All this happened while my romantic relationship with Dean was less than a year old. You see, we had been friends for almost two years when we started dating. He knew that the sobbing, snotting, screaming mess of a girl wasn’t the Natalie he knew. He stuck by me even though he was young and could have moved on and found someone easier to deal with. He had much more confidence in me than I had in myself. When the world seemed to be too much for me, he would whisk me out of it to a small town or a resort for a getaway weekend. Those are still some of my best memories.

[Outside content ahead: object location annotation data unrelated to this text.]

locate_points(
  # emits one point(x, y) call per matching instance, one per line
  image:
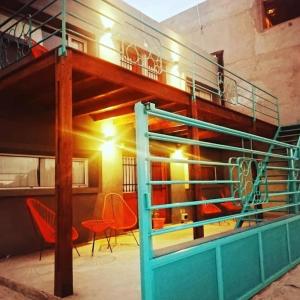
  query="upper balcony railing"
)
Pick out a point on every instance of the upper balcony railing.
point(114, 32)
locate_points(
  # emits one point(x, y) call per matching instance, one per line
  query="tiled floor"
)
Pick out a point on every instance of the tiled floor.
point(106, 275)
point(114, 275)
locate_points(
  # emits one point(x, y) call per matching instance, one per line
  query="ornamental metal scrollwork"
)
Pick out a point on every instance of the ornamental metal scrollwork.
point(13, 43)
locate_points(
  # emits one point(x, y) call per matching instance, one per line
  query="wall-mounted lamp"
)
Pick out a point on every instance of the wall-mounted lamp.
point(177, 154)
point(108, 148)
point(107, 22)
point(108, 129)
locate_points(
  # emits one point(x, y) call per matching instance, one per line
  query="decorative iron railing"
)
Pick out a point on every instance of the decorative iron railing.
point(244, 168)
point(124, 37)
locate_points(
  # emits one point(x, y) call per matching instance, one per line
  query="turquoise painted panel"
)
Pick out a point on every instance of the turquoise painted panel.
point(240, 266)
point(294, 234)
point(275, 250)
point(191, 278)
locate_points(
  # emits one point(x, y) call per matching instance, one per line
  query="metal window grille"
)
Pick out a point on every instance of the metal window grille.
point(129, 174)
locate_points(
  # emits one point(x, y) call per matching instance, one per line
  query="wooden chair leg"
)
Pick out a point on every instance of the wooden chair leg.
point(41, 248)
point(135, 238)
point(76, 250)
point(108, 241)
point(94, 236)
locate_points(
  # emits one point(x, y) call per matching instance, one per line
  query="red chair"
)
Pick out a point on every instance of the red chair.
point(209, 210)
point(36, 49)
point(44, 220)
point(228, 207)
point(118, 214)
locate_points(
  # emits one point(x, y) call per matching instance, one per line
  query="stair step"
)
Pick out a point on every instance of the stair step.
point(290, 127)
point(288, 135)
point(292, 141)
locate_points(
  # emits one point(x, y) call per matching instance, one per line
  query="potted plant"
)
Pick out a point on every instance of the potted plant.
point(157, 221)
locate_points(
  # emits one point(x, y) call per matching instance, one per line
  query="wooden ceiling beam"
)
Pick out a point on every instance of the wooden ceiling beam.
point(121, 111)
point(123, 77)
point(107, 100)
point(13, 77)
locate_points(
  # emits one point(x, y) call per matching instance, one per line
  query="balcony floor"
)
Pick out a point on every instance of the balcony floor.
point(116, 275)
point(104, 276)
point(103, 90)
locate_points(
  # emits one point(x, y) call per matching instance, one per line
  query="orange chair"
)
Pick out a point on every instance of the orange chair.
point(228, 207)
point(118, 214)
point(44, 220)
point(36, 49)
point(209, 210)
point(96, 227)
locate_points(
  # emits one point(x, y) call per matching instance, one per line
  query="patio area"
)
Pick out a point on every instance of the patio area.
point(105, 275)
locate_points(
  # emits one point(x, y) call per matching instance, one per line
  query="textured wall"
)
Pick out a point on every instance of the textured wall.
point(270, 58)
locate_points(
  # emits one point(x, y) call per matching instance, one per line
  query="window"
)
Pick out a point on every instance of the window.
point(279, 11)
point(77, 43)
point(129, 174)
point(34, 172)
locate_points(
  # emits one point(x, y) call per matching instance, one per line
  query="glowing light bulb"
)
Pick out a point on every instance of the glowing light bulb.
point(108, 129)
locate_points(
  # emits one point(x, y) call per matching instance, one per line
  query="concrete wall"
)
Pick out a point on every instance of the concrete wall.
point(270, 58)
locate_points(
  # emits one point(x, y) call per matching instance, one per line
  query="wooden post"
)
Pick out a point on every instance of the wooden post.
point(63, 278)
point(195, 171)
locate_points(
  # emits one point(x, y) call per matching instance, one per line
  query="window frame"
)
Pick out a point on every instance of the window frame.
point(38, 172)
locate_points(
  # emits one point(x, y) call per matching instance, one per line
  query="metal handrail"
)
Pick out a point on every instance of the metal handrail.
point(253, 103)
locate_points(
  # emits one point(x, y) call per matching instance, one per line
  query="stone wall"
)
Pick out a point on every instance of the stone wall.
point(268, 57)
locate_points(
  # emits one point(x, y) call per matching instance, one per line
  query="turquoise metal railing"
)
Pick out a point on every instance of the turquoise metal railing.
point(239, 195)
point(137, 45)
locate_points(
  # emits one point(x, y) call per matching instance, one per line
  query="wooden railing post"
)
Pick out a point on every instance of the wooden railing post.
point(195, 171)
point(63, 285)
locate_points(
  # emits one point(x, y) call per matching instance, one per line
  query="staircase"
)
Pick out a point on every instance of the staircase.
point(276, 171)
point(279, 169)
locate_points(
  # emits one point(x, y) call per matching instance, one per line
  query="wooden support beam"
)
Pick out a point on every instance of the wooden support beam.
point(195, 171)
point(63, 279)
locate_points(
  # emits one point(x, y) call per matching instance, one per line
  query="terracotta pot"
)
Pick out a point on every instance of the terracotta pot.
point(158, 223)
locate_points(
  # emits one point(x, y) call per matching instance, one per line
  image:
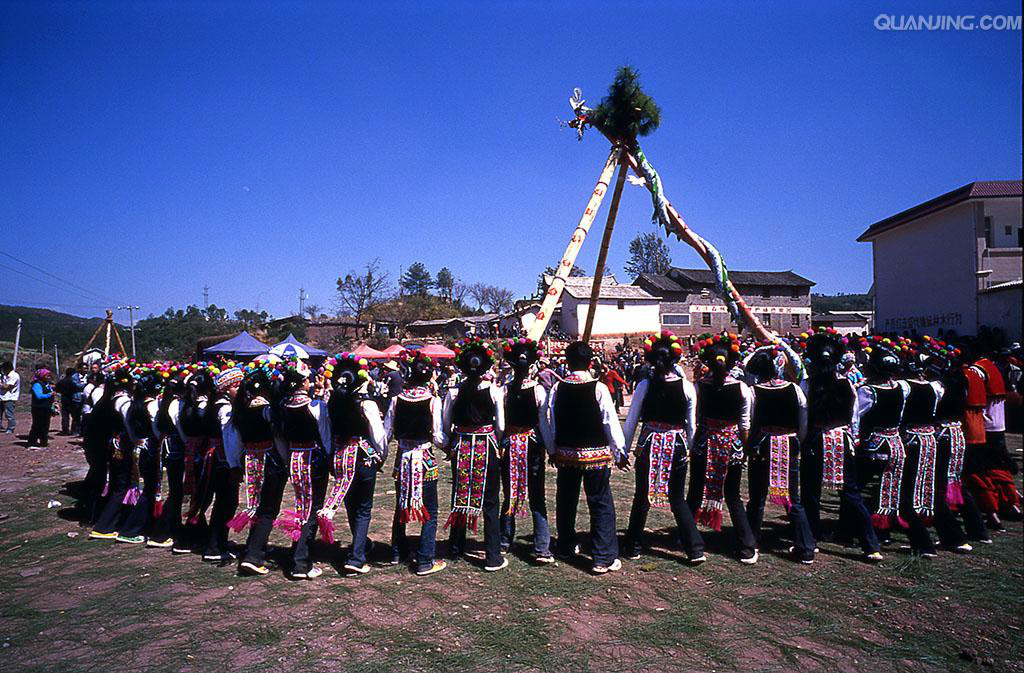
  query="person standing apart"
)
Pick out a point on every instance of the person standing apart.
point(42, 409)
point(10, 390)
point(587, 439)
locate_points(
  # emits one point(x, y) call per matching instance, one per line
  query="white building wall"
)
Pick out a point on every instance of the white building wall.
point(636, 317)
point(925, 274)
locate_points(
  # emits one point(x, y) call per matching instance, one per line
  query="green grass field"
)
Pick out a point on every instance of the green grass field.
point(73, 604)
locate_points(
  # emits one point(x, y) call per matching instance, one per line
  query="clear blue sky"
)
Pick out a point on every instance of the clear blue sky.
point(150, 149)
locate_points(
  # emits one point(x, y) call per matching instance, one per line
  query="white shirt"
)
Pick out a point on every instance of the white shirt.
point(633, 419)
point(436, 432)
point(497, 396)
point(11, 387)
point(609, 418)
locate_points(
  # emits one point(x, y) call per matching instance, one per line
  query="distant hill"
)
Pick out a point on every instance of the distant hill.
point(69, 332)
point(824, 302)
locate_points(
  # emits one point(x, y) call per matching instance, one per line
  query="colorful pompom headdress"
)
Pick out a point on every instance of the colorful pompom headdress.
point(473, 355)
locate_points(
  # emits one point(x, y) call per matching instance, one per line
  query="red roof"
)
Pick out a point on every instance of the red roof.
point(980, 190)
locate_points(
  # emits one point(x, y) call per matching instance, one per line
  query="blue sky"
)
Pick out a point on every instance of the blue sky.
point(150, 149)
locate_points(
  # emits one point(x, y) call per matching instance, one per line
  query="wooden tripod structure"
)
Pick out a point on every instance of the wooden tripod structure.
point(623, 156)
point(108, 328)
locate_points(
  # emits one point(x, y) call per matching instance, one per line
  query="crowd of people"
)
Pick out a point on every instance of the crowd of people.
point(910, 434)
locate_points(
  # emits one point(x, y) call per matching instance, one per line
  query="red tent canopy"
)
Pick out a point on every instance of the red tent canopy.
point(437, 351)
point(363, 350)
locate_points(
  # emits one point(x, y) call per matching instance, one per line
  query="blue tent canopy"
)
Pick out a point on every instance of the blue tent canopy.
point(244, 345)
point(290, 339)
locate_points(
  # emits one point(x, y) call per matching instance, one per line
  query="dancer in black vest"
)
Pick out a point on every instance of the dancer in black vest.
point(359, 450)
point(918, 492)
point(414, 420)
point(524, 454)
point(110, 415)
point(723, 428)
point(880, 412)
point(306, 429)
point(828, 457)
point(167, 427)
point(147, 467)
point(664, 408)
point(473, 418)
point(221, 468)
point(587, 439)
point(778, 423)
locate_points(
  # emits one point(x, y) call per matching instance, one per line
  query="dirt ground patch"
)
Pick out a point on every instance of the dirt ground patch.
point(69, 602)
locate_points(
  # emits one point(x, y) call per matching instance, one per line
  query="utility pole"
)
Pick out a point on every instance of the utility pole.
point(131, 321)
point(17, 341)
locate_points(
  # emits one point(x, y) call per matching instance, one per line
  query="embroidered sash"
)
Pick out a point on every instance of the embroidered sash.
point(892, 477)
point(722, 440)
point(518, 448)
point(470, 476)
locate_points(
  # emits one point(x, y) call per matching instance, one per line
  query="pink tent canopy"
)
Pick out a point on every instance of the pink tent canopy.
point(437, 351)
point(363, 350)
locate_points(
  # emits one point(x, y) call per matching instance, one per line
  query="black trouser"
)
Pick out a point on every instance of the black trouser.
point(271, 492)
point(39, 433)
point(687, 532)
point(140, 514)
point(428, 534)
point(97, 455)
point(854, 517)
point(745, 543)
point(597, 486)
point(358, 506)
point(536, 465)
point(223, 489)
point(492, 523)
point(113, 514)
point(921, 540)
point(758, 479)
point(169, 523)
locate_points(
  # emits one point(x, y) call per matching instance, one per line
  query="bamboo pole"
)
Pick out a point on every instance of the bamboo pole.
point(686, 235)
point(602, 256)
point(554, 291)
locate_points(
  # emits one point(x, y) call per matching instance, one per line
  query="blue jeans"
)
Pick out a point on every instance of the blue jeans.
point(428, 534)
point(536, 459)
point(359, 505)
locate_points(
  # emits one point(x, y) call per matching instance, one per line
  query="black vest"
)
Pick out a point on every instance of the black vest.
point(473, 408)
point(252, 427)
point(775, 407)
point(920, 408)
point(347, 419)
point(413, 420)
point(520, 408)
point(721, 404)
point(953, 401)
point(885, 414)
point(829, 403)
point(299, 426)
point(578, 416)
point(665, 403)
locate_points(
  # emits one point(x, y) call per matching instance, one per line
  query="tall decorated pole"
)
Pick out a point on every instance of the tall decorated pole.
point(627, 107)
point(554, 291)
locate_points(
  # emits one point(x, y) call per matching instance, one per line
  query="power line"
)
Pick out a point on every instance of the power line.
point(56, 278)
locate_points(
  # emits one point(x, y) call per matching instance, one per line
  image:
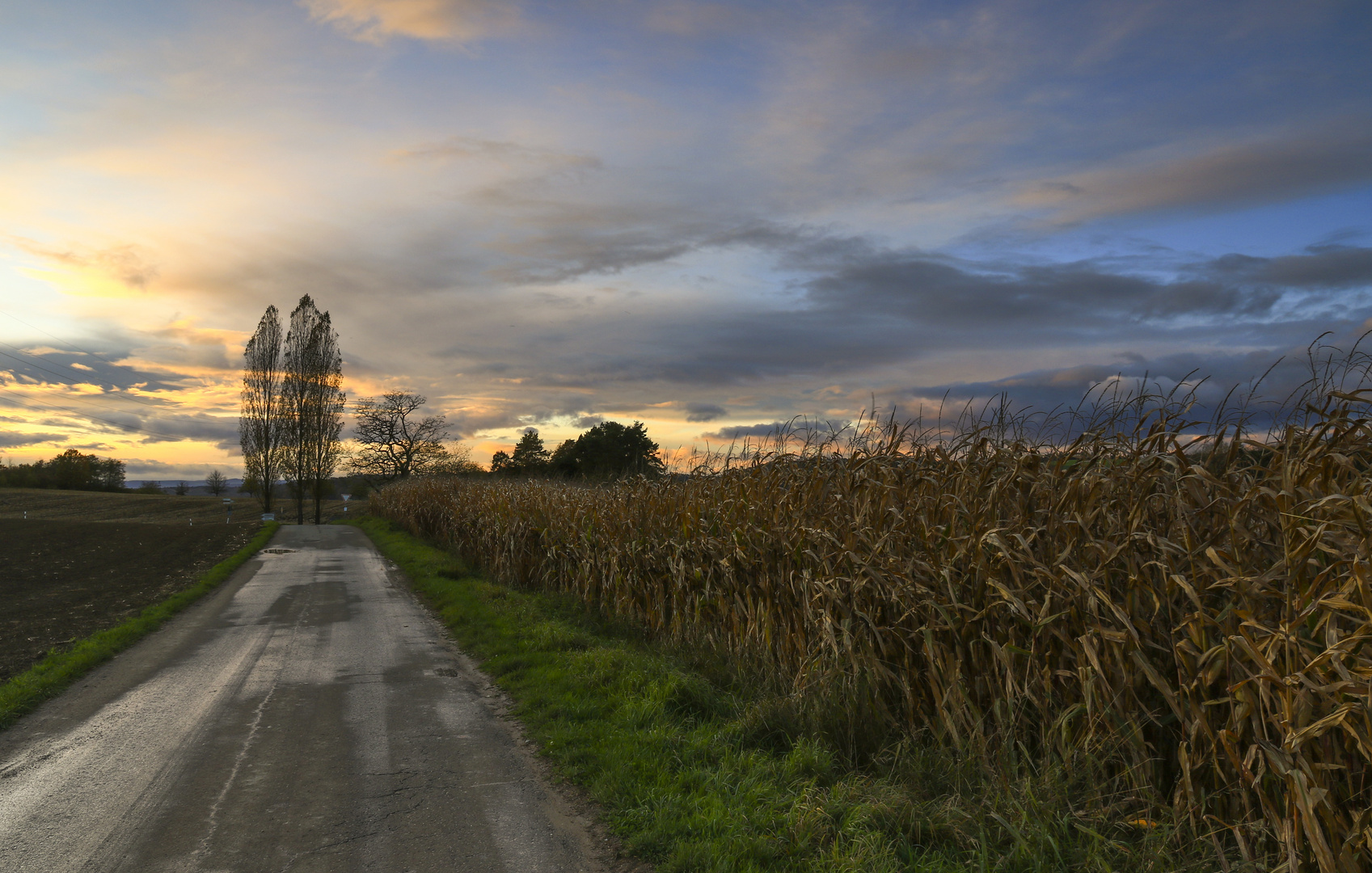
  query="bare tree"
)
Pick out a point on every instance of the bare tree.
point(394, 445)
point(216, 482)
point(315, 404)
point(262, 418)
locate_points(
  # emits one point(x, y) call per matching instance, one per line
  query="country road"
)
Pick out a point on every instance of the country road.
point(306, 715)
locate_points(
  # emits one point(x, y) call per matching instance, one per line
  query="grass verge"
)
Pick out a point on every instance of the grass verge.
point(58, 670)
point(693, 774)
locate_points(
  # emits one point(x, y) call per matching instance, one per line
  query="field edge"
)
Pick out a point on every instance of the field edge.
point(55, 673)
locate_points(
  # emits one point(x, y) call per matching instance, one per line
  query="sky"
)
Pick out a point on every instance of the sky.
point(708, 217)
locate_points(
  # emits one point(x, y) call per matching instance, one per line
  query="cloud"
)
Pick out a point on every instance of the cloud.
point(741, 432)
point(126, 264)
point(688, 18)
point(14, 441)
point(448, 21)
point(704, 412)
point(1224, 177)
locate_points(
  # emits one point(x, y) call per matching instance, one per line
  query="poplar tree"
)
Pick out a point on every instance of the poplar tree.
point(262, 415)
point(315, 400)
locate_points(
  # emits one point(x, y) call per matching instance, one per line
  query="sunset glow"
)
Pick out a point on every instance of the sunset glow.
point(710, 217)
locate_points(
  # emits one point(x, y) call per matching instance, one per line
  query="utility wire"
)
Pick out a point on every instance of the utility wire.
point(69, 379)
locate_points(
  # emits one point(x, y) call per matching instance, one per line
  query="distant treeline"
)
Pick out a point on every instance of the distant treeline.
point(608, 450)
point(70, 470)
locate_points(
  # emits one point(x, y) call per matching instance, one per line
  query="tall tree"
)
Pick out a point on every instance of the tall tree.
point(610, 450)
point(394, 442)
point(530, 456)
point(262, 415)
point(313, 399)
point(216, 482)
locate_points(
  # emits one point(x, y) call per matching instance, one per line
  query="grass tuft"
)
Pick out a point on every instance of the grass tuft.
point(61, 668)
point(700, 776)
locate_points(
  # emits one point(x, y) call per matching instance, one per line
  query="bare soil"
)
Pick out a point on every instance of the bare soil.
point(62, 581)
point(159, 508)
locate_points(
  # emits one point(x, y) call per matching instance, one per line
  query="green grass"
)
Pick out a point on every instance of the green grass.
point(61, 668)
point(699, 774)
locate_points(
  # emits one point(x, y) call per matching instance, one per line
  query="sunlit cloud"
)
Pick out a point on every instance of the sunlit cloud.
point(457, 21)
point(704, 216)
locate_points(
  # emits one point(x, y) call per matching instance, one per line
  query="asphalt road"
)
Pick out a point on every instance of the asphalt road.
point(307, 715)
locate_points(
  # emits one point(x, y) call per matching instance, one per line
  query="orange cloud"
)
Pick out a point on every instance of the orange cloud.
point(456, 21)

Finally I got help, started taking medications and going to therapy again regularly. I learned to recognize my moods, their catalysts (and thus what to steer clear of), and how to deal with them. I learned to supplement my chemical treatment with changes in behavior. My doctor and I discovered through my long course of recovery that besides social factors, I was affected by my environment and suffered from substantial seasonal affected disorder as well. And so it seemed that Florida wanted more than to offer me a shot at grad school. It wanted to wrap me in its sunshine and take care of me.

In large part, Florida did take care of me. The department I joined was tiny but growing and happy to accept someone from a Big Ten school. Many of the people were friendlier than I could have imagined. And when our first winter rolled around, Dean and I were filled with the excitement and giddiness associated with something too good to be true. Only it wasn’t. The constant sunshine, the beaches, the gulf and the foliage did wonders for my mental health. We know it can’t be forever, Florida isn’t known for its opportunities in materials science. And we don’t want to raise kids quite so far away from their grandparents. It isn’t fair to anyone. But by the time we make our way to an (inevitably) cooler climate I will know much more about taking care of myself than the scared, tentative girl I was when we moved down here almost five years ago.